In late 2018, I was seeking new work for a few reasons:
- I was yearning new skills (e.g., Golang).
- I wanted to experience living in New York City.
- I wanted to work for a frontier tech company.
I felt somewhat lucky seeing IrisVR on LinkedIn, and an old mutual connection from my Exeter days: Robin Kim.
The role checked all the boxes I was looking for.
Here’s a closer look at my time as an engineer there.
Iris was a true frontier tech company. Their thesis was that existing processes in the AEC (architecture, engineering, construction) were inefficient and error-prone. It was better to review your models in an immersive environment and catch conflicts and issues there, rather than catching very costly mistakes mid-cycle.
Win 1: Marketing Page Web Vitals
One of the first tasks I took on when I arrived was improving the performance of the marketing splash page, irisvr.com, in order to yield greater revenue and higher conversion rates. (See here and here).
It was tedious work, but an important contribution.
Essentially what this task consisted was porting components and styles out of our monolithic Create-React-App and into GatsbyJS, a framework that gave us a lot around SEO best practices, and even more value around image optimizations:
- webp format
- variety of image resolutions for every screen size
- progressive loading via the Blur Up technique.
After all was said and done, our Light House scores were pretty satisfactory, having previously been bogged down by heavy assets.
Win 2: Migration to the Cloud
With the release of the 1st-gen Oculus Quest, our users were excited to collaborate inside their CAD models using wireless headsets.
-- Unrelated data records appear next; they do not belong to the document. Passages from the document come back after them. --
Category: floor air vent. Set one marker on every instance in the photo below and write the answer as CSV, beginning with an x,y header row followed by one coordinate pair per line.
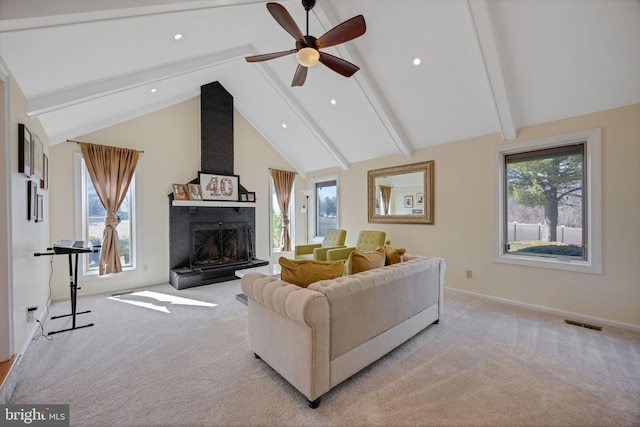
x,y
583,325
117,294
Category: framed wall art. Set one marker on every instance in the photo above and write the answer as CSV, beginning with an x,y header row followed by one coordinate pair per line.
x,y
39,208
219,187
32,203
24,150
36,161
44,181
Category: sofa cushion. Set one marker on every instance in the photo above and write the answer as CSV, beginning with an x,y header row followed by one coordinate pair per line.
x,y
393,255
303,272
359,261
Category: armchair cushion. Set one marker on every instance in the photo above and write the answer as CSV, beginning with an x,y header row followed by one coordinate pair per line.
x,y
303,272
333,238
393,255
362,261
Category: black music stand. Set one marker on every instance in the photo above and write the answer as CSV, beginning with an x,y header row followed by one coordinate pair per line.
x,y
73,282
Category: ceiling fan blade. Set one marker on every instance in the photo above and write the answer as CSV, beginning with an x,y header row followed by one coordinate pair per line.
x,y
300,76
338,65
268,56
285,20
348,30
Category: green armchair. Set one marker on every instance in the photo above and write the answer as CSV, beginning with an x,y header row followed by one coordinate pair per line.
x,y
333,239
368,240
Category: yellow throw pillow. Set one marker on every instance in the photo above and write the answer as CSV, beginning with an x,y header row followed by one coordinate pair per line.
x,y
361,261
393,256
303,272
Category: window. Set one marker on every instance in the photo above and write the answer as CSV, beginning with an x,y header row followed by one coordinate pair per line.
x,y
326,206
93,214
276,219
549,204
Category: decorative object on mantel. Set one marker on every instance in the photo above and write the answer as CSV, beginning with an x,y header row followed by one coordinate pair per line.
x,y
24,150
308,47
195,192
180,192
219,187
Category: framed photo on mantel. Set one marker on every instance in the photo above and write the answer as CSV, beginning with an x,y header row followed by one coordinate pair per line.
x,y
219,187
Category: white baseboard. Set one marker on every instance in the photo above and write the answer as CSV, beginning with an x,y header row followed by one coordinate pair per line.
x,y
561,313
10,381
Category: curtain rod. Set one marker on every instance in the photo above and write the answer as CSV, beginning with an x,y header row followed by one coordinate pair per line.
x,y
78,142
281,169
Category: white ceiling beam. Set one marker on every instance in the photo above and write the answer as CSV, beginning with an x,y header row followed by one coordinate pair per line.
x,y
53,101
480,11
32,14
328,19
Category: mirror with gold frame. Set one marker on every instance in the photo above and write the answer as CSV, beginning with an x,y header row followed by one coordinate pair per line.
x,y
401,194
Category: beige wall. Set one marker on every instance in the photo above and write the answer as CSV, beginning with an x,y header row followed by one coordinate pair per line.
x,y
170,139
29,275
464,229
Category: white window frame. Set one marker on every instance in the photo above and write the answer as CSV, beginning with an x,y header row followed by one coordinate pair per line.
x,y
81,213
292,218
593,226
313,208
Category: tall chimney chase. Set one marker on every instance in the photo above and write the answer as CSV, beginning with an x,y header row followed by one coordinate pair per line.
x,y
207,244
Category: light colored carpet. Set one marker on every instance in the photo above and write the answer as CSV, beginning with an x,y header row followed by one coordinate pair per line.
x,y
485,364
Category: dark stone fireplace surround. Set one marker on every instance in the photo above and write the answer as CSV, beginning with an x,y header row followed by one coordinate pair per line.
x,y
233,225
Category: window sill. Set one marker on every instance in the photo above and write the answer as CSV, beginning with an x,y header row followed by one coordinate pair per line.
x,y
565,264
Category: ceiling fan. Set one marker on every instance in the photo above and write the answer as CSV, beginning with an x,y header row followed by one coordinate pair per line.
x,y
308,47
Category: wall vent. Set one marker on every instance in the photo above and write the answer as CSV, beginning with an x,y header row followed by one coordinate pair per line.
x,y
583,325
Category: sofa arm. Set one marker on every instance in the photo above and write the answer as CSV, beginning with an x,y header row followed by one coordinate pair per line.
x,y
339,254
288,327
305,249
320,254
285,298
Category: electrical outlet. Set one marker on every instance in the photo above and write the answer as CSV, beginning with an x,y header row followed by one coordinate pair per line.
x,y
31,314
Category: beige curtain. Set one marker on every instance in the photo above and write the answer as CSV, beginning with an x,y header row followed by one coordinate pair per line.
x,y
386,197
111,170
283,183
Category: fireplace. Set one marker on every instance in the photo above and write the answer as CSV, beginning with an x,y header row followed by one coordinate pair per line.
x,y
214,244
210,240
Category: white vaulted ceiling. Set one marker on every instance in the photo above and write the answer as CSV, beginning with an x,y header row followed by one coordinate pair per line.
x,y
486,66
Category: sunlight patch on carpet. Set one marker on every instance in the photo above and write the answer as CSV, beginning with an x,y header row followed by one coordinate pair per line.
x,y
158,301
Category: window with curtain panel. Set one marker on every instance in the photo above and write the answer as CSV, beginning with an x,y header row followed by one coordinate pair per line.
x,y
92,214
275,224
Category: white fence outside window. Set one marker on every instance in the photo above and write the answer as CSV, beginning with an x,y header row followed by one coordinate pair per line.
x,y
518,232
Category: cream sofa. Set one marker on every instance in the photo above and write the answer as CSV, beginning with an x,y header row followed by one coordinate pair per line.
x,y
317,337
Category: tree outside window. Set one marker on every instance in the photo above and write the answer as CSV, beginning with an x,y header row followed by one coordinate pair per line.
x,y
545,202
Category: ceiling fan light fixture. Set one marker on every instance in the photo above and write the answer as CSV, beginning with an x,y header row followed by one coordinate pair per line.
x,y
308,56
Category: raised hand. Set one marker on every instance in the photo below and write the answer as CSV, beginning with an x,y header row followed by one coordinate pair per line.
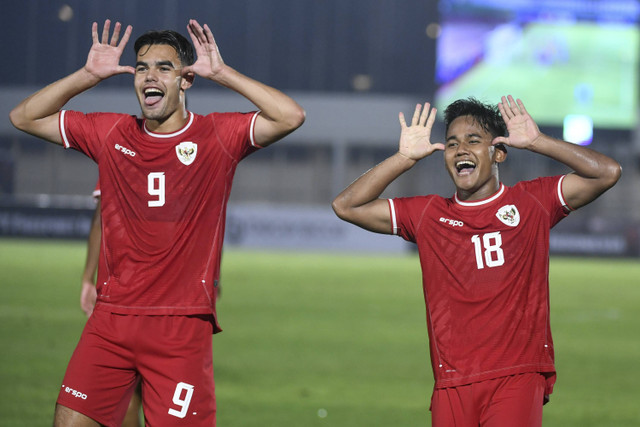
x,y
415,140
208,62
522,130
104,57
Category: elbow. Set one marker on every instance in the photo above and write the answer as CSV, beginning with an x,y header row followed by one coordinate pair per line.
x,y
339,208
613,173
297,118
16,119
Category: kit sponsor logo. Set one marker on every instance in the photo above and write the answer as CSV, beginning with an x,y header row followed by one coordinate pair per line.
x,y
75,393
452,222
125,150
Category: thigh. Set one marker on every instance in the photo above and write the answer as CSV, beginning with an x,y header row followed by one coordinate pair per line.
x,y
176,365
516,401
453,407
100,377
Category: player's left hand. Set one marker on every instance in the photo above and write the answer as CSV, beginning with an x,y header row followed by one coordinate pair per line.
x,y
208,63
522,130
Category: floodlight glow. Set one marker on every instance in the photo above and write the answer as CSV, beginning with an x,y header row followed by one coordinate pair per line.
x,y
578,129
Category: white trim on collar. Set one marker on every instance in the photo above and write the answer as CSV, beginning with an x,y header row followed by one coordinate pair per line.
x,y
480,202
169,135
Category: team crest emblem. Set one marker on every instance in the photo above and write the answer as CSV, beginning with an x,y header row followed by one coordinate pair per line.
x,y
186,152
509,215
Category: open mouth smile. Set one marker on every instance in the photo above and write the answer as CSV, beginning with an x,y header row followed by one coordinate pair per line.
x,y
152,96
465,167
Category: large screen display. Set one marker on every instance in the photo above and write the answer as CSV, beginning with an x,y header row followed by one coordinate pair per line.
x,y
561,57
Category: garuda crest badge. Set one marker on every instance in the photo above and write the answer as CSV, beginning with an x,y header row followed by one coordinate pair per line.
x,y
509,215
186,152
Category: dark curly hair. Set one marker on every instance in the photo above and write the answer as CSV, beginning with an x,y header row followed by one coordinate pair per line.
x,y
171,38
486,115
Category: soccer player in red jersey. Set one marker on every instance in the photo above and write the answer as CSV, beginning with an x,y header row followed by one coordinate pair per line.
x,y
165,179
484,254
88,296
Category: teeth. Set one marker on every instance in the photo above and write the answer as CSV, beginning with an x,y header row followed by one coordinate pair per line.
x,y
153,92
465,164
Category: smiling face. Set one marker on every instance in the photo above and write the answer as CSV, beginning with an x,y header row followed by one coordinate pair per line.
x,y
160,87
471,159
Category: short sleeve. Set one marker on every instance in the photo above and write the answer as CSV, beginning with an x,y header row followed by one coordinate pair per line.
x,y
548,192
406,215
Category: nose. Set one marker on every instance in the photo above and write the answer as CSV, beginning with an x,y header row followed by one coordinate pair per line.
x,y
150,76
462,148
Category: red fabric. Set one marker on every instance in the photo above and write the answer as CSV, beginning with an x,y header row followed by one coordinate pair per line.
x,y
508,401
485,279
163,218
173,354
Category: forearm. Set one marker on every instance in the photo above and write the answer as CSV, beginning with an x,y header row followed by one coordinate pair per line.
x,y
360,202
281,113
593,172
585,162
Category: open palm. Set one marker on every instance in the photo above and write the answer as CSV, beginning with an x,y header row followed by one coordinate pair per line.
x,y
415,140
521,128
208,62
103,60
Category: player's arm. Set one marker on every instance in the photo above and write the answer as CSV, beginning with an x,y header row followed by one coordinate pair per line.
x,y
593,172
88,293
39,113
360,202
279,114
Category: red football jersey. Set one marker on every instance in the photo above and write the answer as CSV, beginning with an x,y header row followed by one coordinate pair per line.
x,y
485,274
163,200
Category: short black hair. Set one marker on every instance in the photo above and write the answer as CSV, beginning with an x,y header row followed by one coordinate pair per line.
x,y
486,115
169,37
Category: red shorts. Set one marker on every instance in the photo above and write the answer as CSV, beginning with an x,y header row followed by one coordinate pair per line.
x,y
508,401
171,354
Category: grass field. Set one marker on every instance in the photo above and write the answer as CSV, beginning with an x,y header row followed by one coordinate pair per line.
x,y
324,340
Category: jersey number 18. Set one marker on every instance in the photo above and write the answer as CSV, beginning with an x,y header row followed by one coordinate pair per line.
x,y
488,249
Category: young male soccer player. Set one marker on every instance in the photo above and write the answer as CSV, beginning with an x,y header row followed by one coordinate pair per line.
x,y
88,296
484,254
165,180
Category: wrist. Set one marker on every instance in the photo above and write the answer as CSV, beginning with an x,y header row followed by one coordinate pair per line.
x,y
406,160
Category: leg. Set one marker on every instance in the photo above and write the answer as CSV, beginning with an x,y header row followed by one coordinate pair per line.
x,y
177,367
132,418
516,402
65,417
451,407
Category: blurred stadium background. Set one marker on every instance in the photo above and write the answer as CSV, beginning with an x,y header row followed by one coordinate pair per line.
x,y
353,65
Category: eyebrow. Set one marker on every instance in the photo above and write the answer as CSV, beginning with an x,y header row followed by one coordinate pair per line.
x,y
469,136
157,63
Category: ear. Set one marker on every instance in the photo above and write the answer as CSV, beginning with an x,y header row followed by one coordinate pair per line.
x,y
499,155
187,81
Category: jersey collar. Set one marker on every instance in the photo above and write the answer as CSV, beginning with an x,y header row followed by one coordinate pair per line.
x,y
170,135
482,201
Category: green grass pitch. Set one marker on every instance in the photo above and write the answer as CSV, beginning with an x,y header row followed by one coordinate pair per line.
x,y
324,340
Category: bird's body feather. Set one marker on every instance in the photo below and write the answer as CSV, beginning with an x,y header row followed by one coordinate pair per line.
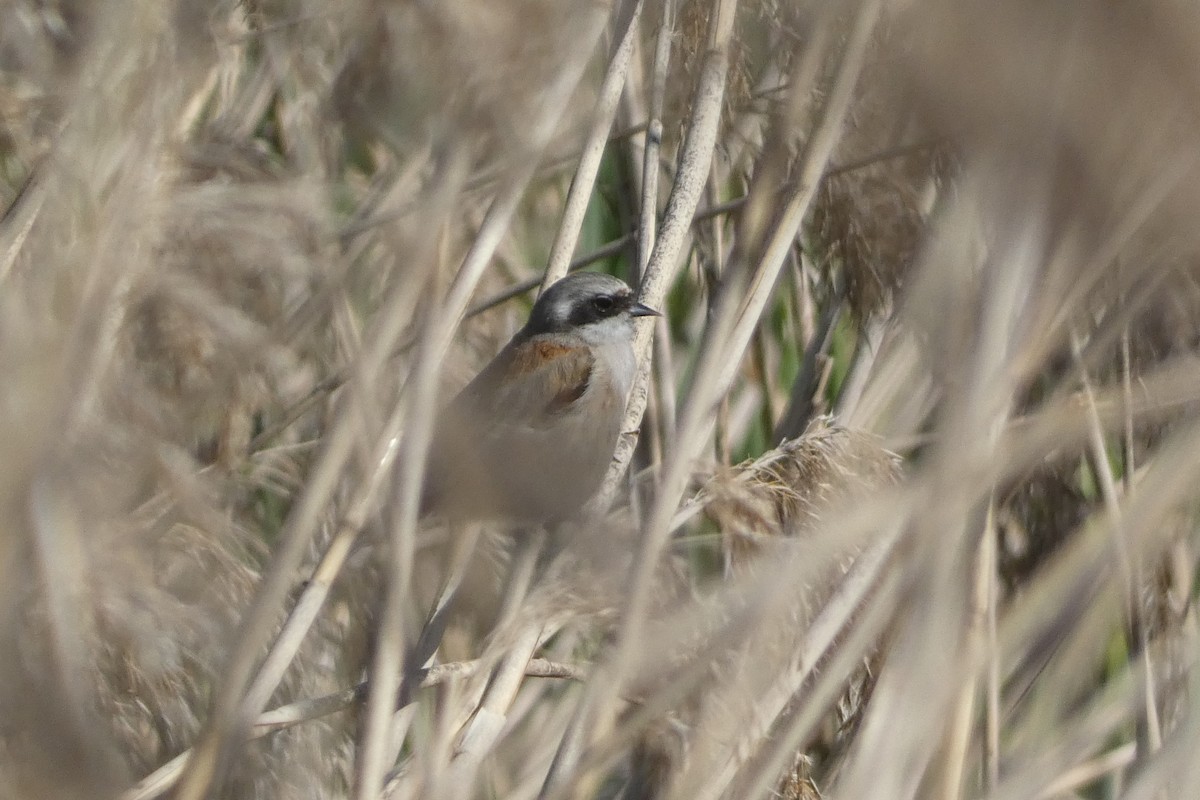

In anticipation of the hype around improved ergonomics, we knew it was critical for our product to be able to host CAD files in the cloud.
It was time to move off the desktop and into the cloud!
Going into this project, we had two main constraints:
- Allow disconnected operations: when users don’t have internet, they should still be allowed to mark up files; tweak file metadata; rename, move, add, or delete files; etc.
- Minimize conflicts in the event multiple users mutate the same entity.
Events and Disconnected Ops
To achieve the first goal, we decided the client would need to cache events. When it had an internet connection, it would periodically sync those events to the server.
Although the system I ended up building was akin to an infinitely nestable hierarchical file system, in practice the only two domain entities that mattered were projects (folders) and experiences (CAD files, represented as bundles of files, kind of like a ZIP file).
To minimize (but not fully eradicate) conflicts, whenever any node(s) (folder or file) under a Project ancestor was mutated, we generated a new UUID, called LastRevisionID, which we then recursively propagated upward. This would indicate to clients whether certain Projects needed syncing before mutation events were pushed to the server.
We had some tolerance for edge cases. For example:
- On Monday, Alice downloads a folder (called “New York City”), immediately turns off her internet, and then renames it to “NYC”.
- On Tuesday, Bob downloads the same file (“New York City”) and renames it to “Big Apple”.
- On Wednesday, Alice turns on her internet. Her client realizes revisions have been made and receives the new name, “Big Apple”. However, her rename event is sent regardless and overwrites Bob’s, even though his technically happened chronologically after.
It was effectively a last-in-wins approach.
Firestore limits the number of documents any one transaction can touch to 500. If a user went offline for a long period of time, the C# client would have to batch these events. It did some intelligent squashing to remove redundant events, but occasionally, we’d run into concurrent-write errors. Retries were an effective solution here.
Read first, then write
Another major limitation of Firestore was: All read operations must come before write operations. This meant that when the server was processing batches of events, it basically had to build out the new file tree in memory as it was reading the stream, and only once all the reads were performed could it start creating, mutating, and/or deleting existing nodes.
I remember writing a bunch of unit tests for this behavior, only to scrap all of them in favor of integration tests. Reasoning about an API contract is a lot less overwhelming and more readable than trying to reason about internal complexity. Treating our logic like a black box led to better test coverage and confidence.
It was critical for the client to be able to recursively navigate the file system in a somewhat performant way.
Considering that each Firestore lookup took 50s, and each query 200ms, parallelization was absolutely necessary.
Starting from the root node (the project), the client would issue a ListChildren RPC (200ms), and then for each child, it would issue a subsequent lookup RPCs (each taking 50ms). Using goroutines to parallelize these lookups was a big win. I was pretty excited upon hooking them up with Jaeger so we could visualize our traces and identify hotspots and bottlenecks.
Win 3: Issue Tracking
Another big win from 2020 was issue tracking. An issue consists of a title, description, status, type (e.g., clash, quality control, etc), creation timestamp, and priority. Think of JIRA, ClickUp, Trello, or any number of project management softwares.
As a backend engineer, I was responsible for building the GraphQL API that powered queries and mutations.
From a complexity standpoint, this was a simpler epic than building the C#-gRPC-Firestore file system bridge. Still, it involved lots of coordination between the backend team (myself), the C# library (Ezra Smith), and the Unity team (Sten Ulfsson and Jake Loeterman).